Fiscalização já começou na foz do Rio Apa e visa a impedir morte e captura de peixes; proibição à pesca termina no fim de fevereiro.
| 31/01/2021
- 21:34
PMA inicia operação para fiscalizar pesque-e-solte no Rio Paraguai
Lancha será usada em fiscalização. (Foto: PMA/Divulgação) - Lancha será usada em fiscalização. (Foto: PMA/Divulgação)

Com a abertura da pesca na modalidade pesque-e-solte no Rio a partir desta segunda-feira (1º), a PMA (Polícia Militar Ambiental) anunciou que já realiza um trabalho estratégico de fiscalização. A medida acompanha a movimentação de barcos de pescadores, que já se deslocam com turistas pela região.

A estratégia, conforme a corporação, envolve o reforço no policiamento nos municípios de Corumbá e Porto Murtinho, dois dos mais visitados por pescadores amadores e esportistas e que ficam às margens do Rio Paraguai ao longo das fronteiras com Bolívia e Paraguai, respectivamente. O Parque Nacional do Pantanal, na divisa com Mato Grosso, também é patrulhado.

A fiscalização conta com o reforço de equipes de Campo Grande e outras subunidades da PMA no Rio Paraguai e outros integrantes da bacia –a autorização do pesque-e-solte vale apenas para o leito do Rio Paraguai. Por isso, desde sábado (30), uma operação já é realizada na foz do Rio Apa, de onde anzóis de galho e espinhéis já foram retirados.

A fiscalização tenta evitar que pescadores que praticarão a modalidade permitida (pesque-e-solte) matem o peixe. Se isso ocorrer, a pessoa será presa por pesca predatória, tento em vista que ainda vigora o período de defeso para a proteção da .

Equipes estarão na região do Porto Geral de Corumbá, de onde sairão embarcações pesqueiras com turistas, para trabalho de orientação. Uma lancha de grande porte será utilizada na operação.

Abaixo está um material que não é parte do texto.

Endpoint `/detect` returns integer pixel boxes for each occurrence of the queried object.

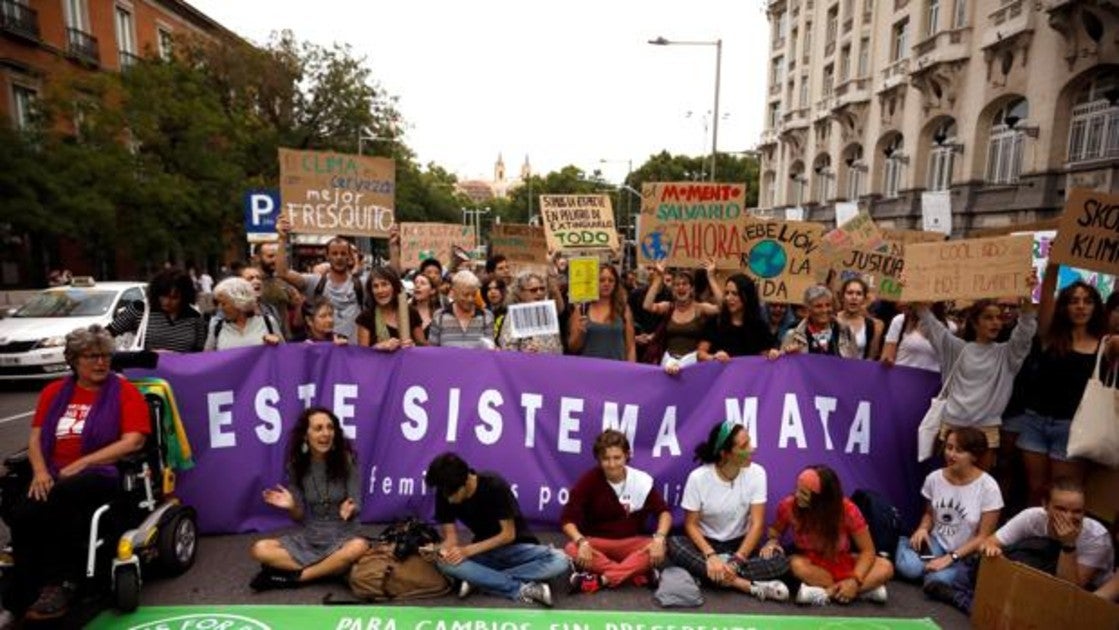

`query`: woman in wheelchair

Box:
[6,325,151,619]
[250,407,369,591]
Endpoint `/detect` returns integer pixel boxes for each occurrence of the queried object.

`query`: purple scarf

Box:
[39,374,121,476]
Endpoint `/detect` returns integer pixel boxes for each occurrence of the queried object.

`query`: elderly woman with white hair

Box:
[3,325,151,620]
[206,278,283,350]
[781,284,863,359]
[427,270,493,349]
[497,271,563,355]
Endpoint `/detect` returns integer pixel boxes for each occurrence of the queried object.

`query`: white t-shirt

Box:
[885,313,956,372]
[995,508,1115,585]
[921,469,1003,552]
[680,463,768,540]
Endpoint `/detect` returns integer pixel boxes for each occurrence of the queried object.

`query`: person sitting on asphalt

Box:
[424,452,570,608]
[894,426,1003,609]
[3,325,151,620]
[560,429,673,592]
[761,466,894,605]
[668,421,789,601]
[106,267,206,352]
[206,278,283,350]
[982,479,1115,589]
[250,407,369,591]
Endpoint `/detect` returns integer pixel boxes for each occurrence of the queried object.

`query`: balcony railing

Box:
[66,28,101,64]
[0,0,39,39]
[116,50,140,70]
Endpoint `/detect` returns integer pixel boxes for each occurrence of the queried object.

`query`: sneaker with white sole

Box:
[797,584,828,605]
[519,582,552,608]
[750,580,789,602]
[858,584,886,604]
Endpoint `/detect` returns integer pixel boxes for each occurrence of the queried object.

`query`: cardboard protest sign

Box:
[902,236,1033,302]
[401,223,474,269]
[490,223,548,272]
[1050,188,1119,275]
[831,247,905,301]
[567,256,599,303]
[740,217,827,304]
[280,149,396,237]
[637,181,746,269]
[540,195,618,252]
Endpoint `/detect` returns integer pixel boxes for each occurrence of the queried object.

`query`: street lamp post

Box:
[649,37,723,181]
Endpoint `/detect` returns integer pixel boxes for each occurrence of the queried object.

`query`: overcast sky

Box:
[189,0,769,181]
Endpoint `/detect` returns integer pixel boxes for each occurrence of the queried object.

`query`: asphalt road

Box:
[0,383,968,628]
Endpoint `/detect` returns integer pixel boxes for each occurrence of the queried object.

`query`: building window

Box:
[1069,76,1119,162]
[882,134,909,199]
[924,0,940,37]
[987,98,1029,184]
[890,18,909,62]
[156,28,175,62]
[927,121,958,190]
[11,85,39,131]
[952,0,968,28]
[115,4,137,68]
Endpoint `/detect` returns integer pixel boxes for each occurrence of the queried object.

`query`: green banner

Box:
[88,604,938,630]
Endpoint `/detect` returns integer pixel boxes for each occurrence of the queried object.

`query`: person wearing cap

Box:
[761,466,894,605]
[668,421,789,601]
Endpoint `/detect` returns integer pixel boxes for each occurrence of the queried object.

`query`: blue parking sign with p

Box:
[245,188,280,243]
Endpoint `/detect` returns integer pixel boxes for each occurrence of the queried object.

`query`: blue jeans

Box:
[435,543,571,600]
[894,536,966,585]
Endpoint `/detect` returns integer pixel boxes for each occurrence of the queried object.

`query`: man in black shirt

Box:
[425,453,570,607]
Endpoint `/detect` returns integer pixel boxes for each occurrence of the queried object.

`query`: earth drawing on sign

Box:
[747,238,789,278]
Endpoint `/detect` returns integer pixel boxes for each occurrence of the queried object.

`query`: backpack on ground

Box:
[850,489,902,562]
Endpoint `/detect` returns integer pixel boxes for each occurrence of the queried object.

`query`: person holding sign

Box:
[668,420,789,601]
[697,273,780,363]
[781,284,859,359]
[836,278,884,360]
[567,265,637,363]
[912,273,1037,470]
[642,262,718,374]
[250,407,369,591]
[1017,268,1119,505]
[497,271,563,355]
[761,466,894,605]
[560,429,673,592]
[355,266,426,352]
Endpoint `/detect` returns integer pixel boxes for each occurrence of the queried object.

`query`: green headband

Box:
[715,420,737,453]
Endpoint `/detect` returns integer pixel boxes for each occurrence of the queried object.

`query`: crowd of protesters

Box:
[13,222,1119,610]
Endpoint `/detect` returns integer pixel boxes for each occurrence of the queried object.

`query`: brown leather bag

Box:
[349,543,451,602]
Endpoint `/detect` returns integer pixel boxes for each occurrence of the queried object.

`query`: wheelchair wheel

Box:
[113,565,140,612]
[157,506,198,575]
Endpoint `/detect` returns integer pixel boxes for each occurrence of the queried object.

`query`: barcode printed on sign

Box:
[505,300,560,339]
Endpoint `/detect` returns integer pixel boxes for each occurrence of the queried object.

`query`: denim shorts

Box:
[1017,410,1072,461]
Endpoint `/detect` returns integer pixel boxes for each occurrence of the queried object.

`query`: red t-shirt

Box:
[773,496,867,555]
[31,375,151,468]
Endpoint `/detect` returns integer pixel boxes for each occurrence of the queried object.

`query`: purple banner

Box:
[127,344,940,533]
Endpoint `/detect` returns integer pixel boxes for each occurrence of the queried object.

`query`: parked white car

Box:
[0,278,147,380]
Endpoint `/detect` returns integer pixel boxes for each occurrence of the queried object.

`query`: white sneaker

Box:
[797,584,828,605]
[858,584,886,604]
[750,580,789,602]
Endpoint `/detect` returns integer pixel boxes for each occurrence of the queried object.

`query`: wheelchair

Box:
[0,352,198,612]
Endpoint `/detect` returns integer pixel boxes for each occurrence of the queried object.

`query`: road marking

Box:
[0,410,35,424]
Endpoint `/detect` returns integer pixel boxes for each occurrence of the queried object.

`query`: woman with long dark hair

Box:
[356,266,426,352]
[761,466,894,605]
[567,265,637,363]
[668,421,789,601]
[250,407,369,591]
[698,273,779,363]
[1016,269,1119,505]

À exceção do pesque-e-solte na calha do rio Paraguai, a PMA informa que a única pesca permitida neste período na bacia do Rio Paraguai e nos rios de domínio do Estado na Bacia do Paraná é a de subsistência, liberada aos ribeirinhos –que podem capturar 3 kg ou um exemplar, respeitando as medidas permitidas, porém, não pode comercializar o peixe. Até a pesca de varinha na margem do rio está proibida.

Com regras e limites, pesca segue liberada nos lagos de usinas do Rio Paraná

Nos Lagos das usinas do Rio Paraná a pesca é permitida. Para o pescador amador é liberada a captura de 10 kg mais um exemplar de peixes exóticos e não nativos da bacia, tais como tucunaré, corvina, tilápia e bagre africano, entre outros. Para o pescador profissional não existe cota de captura destas espécies, desde que não utilize petrechos proibidos, incluindo redes de pesca.

A pesca segue proibida até 28 de fevereiro. O desrespeito à legislação pode levar os infratores a serem presos e encaminhados à Delegacia de Polícia para lavratura do auto de prisão em flagrante, podendo, se condenados, pegarem penas de um a três anos de detenção, terão todo o material de pesca e mais motor de popa, barcos e veículos utilizados na infração apreendidos e serão multados entre R$ 700 a R$ 100 mil, mais R$ 20 por quilo do pescado irregular.